Singapore authorities have charged crypto lender Hodlnaut’s former CEO Zhu Juntao with fraud, almost four years after the company froze withdrawals during the collapse of the TerraUSD ecosystem.
Singapore police said on Tuesday that Zhu faces six charges of fraud by false representation. Prosecutors allege that Zhu directed employees in 2022 to post false statements on Hodlnaut’s Telegram channels and in customer emails, claiming the company was not directly exposed to TerraUSD’s collapse and did not suffer losses as a result.
Authorities also claimed that Zhu repeated similar claims on his personal account X, then known as Twitter, in three posts in June 2022. If convicted, Zhu could face up to 20 years in prison, fines or both for each charge under Singapore law.
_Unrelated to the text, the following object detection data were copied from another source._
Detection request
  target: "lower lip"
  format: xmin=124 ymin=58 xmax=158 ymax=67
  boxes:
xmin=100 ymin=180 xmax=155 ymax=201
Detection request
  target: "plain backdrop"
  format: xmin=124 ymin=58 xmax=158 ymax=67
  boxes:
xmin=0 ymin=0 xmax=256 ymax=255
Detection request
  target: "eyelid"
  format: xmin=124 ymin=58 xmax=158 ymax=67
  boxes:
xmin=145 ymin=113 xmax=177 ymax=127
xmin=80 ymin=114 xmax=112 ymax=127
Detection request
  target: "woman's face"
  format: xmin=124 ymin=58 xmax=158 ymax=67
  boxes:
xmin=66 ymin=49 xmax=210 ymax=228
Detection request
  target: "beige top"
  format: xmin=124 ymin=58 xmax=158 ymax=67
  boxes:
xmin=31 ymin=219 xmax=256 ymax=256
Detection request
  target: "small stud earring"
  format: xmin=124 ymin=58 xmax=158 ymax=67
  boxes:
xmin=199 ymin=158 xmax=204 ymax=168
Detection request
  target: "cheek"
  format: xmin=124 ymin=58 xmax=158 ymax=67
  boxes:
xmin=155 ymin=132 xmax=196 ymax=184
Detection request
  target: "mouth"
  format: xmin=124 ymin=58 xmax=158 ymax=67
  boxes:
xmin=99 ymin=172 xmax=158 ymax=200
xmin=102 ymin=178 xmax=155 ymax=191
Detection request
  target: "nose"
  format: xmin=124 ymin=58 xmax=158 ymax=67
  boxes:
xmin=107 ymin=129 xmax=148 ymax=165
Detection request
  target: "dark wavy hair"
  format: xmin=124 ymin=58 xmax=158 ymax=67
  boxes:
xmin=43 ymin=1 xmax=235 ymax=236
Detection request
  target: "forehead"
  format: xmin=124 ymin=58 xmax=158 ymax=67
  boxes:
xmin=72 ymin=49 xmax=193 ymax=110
Zhu contested all six charges in court and was granted a pretrial conference date in June 2026, according to local media.
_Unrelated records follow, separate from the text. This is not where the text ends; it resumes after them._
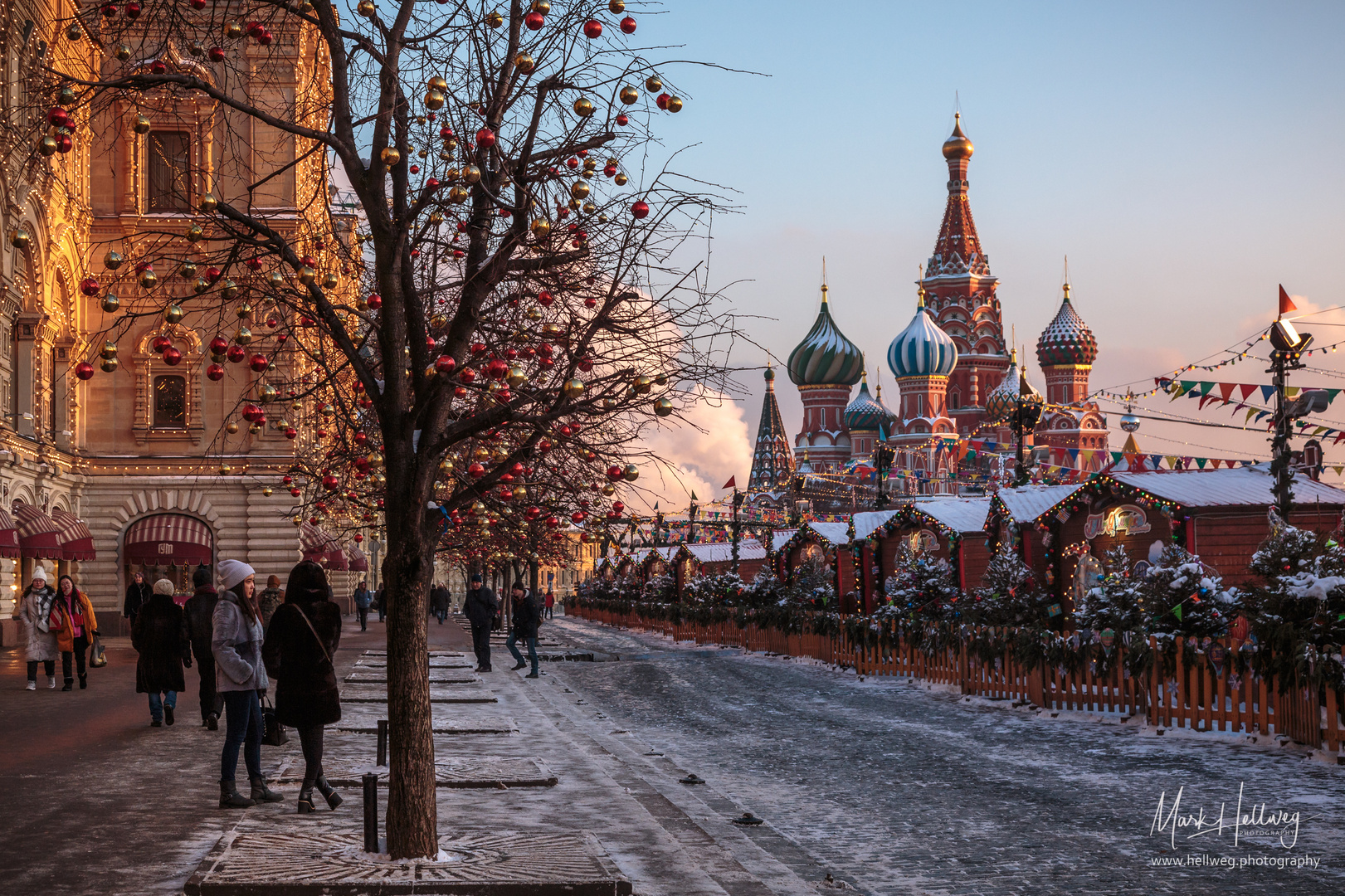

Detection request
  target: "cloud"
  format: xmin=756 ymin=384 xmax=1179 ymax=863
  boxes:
xmin=631 ymin=386 xmax=752 ymax=513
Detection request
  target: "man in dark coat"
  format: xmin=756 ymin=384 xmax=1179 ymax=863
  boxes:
xmin=130 ymin=578 xmax=191 ymax=728
xmin=504 ymin=582 xmax=542 ymax=678
xmin=261 ymin=560 xmax=342 ymax=812
xmin=121 ymin=573 xmax=151 ymax=626
xmin=184 ymin=567 xmax=225 ymax=731
xmin=463 ymin=573 xmax=499 ymax=671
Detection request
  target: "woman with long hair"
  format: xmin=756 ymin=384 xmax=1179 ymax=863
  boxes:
xmin=261 ymin=560 xmax=342 ymax=814
xmin=210 ymin=560 xmax=284 ymax=809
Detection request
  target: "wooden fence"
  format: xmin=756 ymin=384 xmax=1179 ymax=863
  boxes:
xmin=566 ymin=606 xmax=1345 ymax=753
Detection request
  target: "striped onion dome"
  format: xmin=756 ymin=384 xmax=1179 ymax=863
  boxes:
xmin=986 ymin=348 xmax=1045 ymax=422
xmin=787 ymin=284 xmax=864 ymax=386
xmin=1037 ymin=283 xmax=1098 ymax=368
xmin=845 ymin=373 xmax=897 ymax=429
xmin=888 ymin=288 xmax=958 ymax=378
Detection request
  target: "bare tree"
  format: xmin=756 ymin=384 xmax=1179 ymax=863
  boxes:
xmin=34 ymin=0 xmax=736 ymax=859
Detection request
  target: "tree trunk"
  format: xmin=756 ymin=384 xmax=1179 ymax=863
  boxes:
xmin=383 ymin=513 xmax=438 ymax=859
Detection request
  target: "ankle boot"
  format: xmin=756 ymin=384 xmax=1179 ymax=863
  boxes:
xmin=249 ymin=775 xmax=285 ymax=803
xmin=314 ymin=775 xmax=344 ymax=809
xmin=219 ymin=781 xmax=257 ymax=809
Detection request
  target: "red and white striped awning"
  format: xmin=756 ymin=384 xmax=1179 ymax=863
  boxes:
xmin=121 ymin=514 xmax=215 ymax=567
xmin=51 ymin=510 xmax=98 ymax=560
xmin=0 ymin=510 xmax=23 ymax=558
xmin=13 ymin=503 xmax=66 ymax=560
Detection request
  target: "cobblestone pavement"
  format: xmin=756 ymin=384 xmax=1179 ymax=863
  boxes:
xmin=548 ymin=619 xmax=1345 ymax=896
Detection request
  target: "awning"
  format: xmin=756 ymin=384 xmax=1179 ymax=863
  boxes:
xmin=51 ymin=510 xmax=98 ymax=560
xmin=13 ymin=503 xmax=66 ymax=560
xmin=0 ymin=510 xmax=23 ymax=558
xmin=121 ymin=514 xmax=215 ymax=567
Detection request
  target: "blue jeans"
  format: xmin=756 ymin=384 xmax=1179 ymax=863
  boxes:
xmin=219 ymin=690 xmax=262 ymax=781
xmin=149 ymin=690 xmax=178 ymax=721
xmin=504 ymin=631 xmax=537 ymax=675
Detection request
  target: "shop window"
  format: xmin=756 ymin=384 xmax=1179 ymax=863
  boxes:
xmin=154 ymin=377 xmax=187 ymax=429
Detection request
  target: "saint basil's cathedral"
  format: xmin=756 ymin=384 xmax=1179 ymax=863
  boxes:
xmin=749 ymin=115 xmax=1109 ymax=510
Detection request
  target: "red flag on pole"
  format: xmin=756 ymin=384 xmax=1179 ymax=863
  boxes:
xmin=1279 ymin=285 xmax=1298 ymax=318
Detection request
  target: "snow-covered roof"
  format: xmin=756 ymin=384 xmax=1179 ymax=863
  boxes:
xmin=982 ymin=485 xmax=1083 ymax=523
xmin=686 ymin=538 xmax=765 ymax=563
xmin=1108 ymin=467 xmax=1345 ymax=509
xmin=854 ymin=510 xmax=897 ymax=538
xmin=914 ymin=496 xmax=990 ymax=532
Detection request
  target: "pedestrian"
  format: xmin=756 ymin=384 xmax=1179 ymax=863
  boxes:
xmin=121 ymin=572 xmax=149 ymax=624
xmin=463 ymin=573 xmax=499 ymax=671
xmin=353 ymin=582 xmax=374 ymax=631
xmin=130 ymin=578 xmax=191 ymax=728
xmin=56 ymin=576 xmax=98 ymax=690
xmin=261 ymin=560 xmax=342 ymax=816
xmin=257 ymin=576 xmax=285 ymax=632
xmin=16 ymin=567 xmax=61 ymax=690
xmin=183 ymin=565 xmax=225 ymax=731
xmin=504 ymin=582 xmax=542 ymax=678
xmin=210 ymin=560 xmax=284 ymax=809
xmin=429 ymin=582 xmax=448 ymax=626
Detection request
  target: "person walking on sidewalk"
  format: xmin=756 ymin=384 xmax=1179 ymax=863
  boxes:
xmin=261 ymin=560 xmax=342 ymax=816
xmin=257 ymin=576 xmax=285 ymax=635
xmin=210 ymin=560 xmax=284 ymax=809
xmin=353 ymin=582 xmax=374 ymax=631
xmin=504 ymin=582 xmax=542 ymax=678
xmin=121 ymin=573 xmax=151 ymax=626
xmin=183 ymin=565 xmax=225 ymax=731
xmin=463 ymin=573 xmax=499 ymax=671
xmin=13 ymin=567 xmax=61 ymax=690
xmin=56 ymin=576 xmax=98 ymax=690
xmin=130 ymin=578 xmax=191 ymax=728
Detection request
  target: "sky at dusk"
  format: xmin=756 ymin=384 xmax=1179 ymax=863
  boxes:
xmin=630 ymin=0 xmax=1345 ymax=498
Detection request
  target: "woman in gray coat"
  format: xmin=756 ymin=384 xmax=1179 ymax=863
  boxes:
xmin=15 ymin=567 xmax=61 ymax=690
xmin=210 ymin=560 xmax=284 ymax=809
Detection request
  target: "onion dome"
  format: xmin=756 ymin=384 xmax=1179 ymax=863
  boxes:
xmin=986 ymin=348 xmax=1045 ymax=422
xmin=888 ymin=286 xmax=958 ymax=378
xmin=787 ymin=284 xmax=864 ymax=386
xmin=1037 ymin=283 xmax=1098 ymax=368
xmin=943 ymin=112 xmax=975 ymax=158
xmin=845 ymin=373 xmax=897 ymax=431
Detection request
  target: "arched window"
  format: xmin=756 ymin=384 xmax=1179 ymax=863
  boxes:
xmin=154 ymin=377 xmax=187 ymax=429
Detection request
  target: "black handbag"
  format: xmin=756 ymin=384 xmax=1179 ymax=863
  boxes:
xmin=261 ymin=697 xmax=290 ymax=747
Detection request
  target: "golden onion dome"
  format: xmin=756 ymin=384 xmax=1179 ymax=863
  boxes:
xmin=943 ymin=112 xmax=975 ymax=158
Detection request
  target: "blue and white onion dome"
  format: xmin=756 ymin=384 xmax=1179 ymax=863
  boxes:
xmin=786 ymin=284 xmax=864 ymax=386
xmin=843 ymin=372 xmax=897 ymax=431
xmin=888 ymin=288 xmax=958 ymax=378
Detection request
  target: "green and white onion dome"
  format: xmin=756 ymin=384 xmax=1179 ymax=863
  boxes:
xmin=1037 ymin=283 xmax=1098 ymax=368
xmin=845 ymin=374 xmax=897 ymax=429
xmin=787 ymin=285 xmax=864 ymax=386
xmin=986 ymin=348 xmax=1045 ymax=422
xmin=888 ymin=290 xmax=958 ymax=378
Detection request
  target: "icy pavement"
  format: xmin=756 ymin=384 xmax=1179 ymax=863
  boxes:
xmin=543 ymin=617 xmax=1345 ymax=894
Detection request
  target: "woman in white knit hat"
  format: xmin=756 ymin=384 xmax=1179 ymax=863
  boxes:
xmin=210 ymin=560 xmax=284 ymax=809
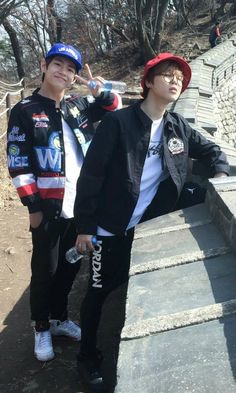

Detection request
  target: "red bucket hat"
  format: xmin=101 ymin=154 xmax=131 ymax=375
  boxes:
xmin=141 ymin=52 xmax=192 ymax=93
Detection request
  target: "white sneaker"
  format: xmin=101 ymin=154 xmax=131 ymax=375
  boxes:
xmin=34 ymin=330 xmax=55 ymax=362
xmin=50 ymin=319 xmax=81 ymax=341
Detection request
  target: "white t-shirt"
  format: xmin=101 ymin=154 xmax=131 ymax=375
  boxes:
xmin=61 ymin=119 xmax=83 ymax=218
xmin=97 ymin=118 xmax=168 ymax=236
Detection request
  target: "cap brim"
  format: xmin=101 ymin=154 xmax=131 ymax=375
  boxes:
xmin=141 ymin=55 xmax=192 ymax=93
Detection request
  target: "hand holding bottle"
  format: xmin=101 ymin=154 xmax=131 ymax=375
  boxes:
xmin=65 ymin=235 xmax=97 ymax=263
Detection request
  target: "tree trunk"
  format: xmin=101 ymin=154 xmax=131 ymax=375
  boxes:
xmin=3 ymin=19 xmax=25 ymax=79
xmin=47 ymin=0 xmax=62 ymax=45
Hodlnaut was one of several crypto lenders that went bankrupt after the implosion of Terraform Labs’ algorithmic stablecoin ecosystem in May 2022. The collapse wiped about $40 billion from the crypto market and contributed to the bankruptcy of companies including Three Arrows Capital, Celsius, and Voyager.
Reports filed during Hodlnaut’s restructuring proceedings indicated that the company funneled approximately $317 million in user funds into Terra’s Anchor protocol, which offered an annualized return of approximately 19.5% on UST deposits before the collapse, which saw UST become almost worthless.
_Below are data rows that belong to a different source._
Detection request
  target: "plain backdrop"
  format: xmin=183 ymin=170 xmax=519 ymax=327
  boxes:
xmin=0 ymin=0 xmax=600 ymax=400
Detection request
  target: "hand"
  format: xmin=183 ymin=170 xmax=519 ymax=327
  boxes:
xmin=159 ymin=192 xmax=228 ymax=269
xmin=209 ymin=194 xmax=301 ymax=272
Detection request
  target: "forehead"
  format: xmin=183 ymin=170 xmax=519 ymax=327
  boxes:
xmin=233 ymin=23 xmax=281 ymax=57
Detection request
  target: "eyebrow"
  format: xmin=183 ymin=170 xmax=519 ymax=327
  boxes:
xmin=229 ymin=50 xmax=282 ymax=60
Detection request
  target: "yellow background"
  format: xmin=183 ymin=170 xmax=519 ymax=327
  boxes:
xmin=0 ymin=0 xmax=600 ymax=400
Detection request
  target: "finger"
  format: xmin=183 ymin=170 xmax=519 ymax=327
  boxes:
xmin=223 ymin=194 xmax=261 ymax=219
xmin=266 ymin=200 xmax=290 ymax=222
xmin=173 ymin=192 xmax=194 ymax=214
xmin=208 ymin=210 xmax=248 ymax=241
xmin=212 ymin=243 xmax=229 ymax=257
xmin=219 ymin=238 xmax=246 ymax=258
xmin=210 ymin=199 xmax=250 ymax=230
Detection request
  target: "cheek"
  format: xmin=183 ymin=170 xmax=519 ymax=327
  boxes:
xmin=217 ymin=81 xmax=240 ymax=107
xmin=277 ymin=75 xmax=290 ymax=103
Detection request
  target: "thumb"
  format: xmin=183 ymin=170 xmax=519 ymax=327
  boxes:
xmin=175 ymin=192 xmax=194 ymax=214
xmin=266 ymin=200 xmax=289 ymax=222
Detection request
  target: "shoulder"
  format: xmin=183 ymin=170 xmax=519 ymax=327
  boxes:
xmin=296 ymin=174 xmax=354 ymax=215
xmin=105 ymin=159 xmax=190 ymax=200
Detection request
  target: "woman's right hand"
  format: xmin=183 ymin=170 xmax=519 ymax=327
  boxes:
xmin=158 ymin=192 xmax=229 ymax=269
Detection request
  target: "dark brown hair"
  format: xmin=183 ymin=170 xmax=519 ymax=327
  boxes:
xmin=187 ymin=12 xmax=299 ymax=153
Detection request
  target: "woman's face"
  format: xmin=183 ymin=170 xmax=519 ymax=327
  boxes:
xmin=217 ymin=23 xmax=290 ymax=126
Court-appointed legal officials later estimated that Hodlnaut lost about $189.7 million as a result of Terra’s collapse. Reports reviewed during the restructuring proceedings indicated that the company had poor internal record-keeping and that some executives did not fully cooperate with investigators.
Singapore-based Hodlnaut, founded in 2019, offered its customers productive crypto accounts and served over 30,000 users worldwide before stopping withdrawals in August 2022.
The company subsequently entered into judicial management and was placed into liquidation by the High Court of Singapore.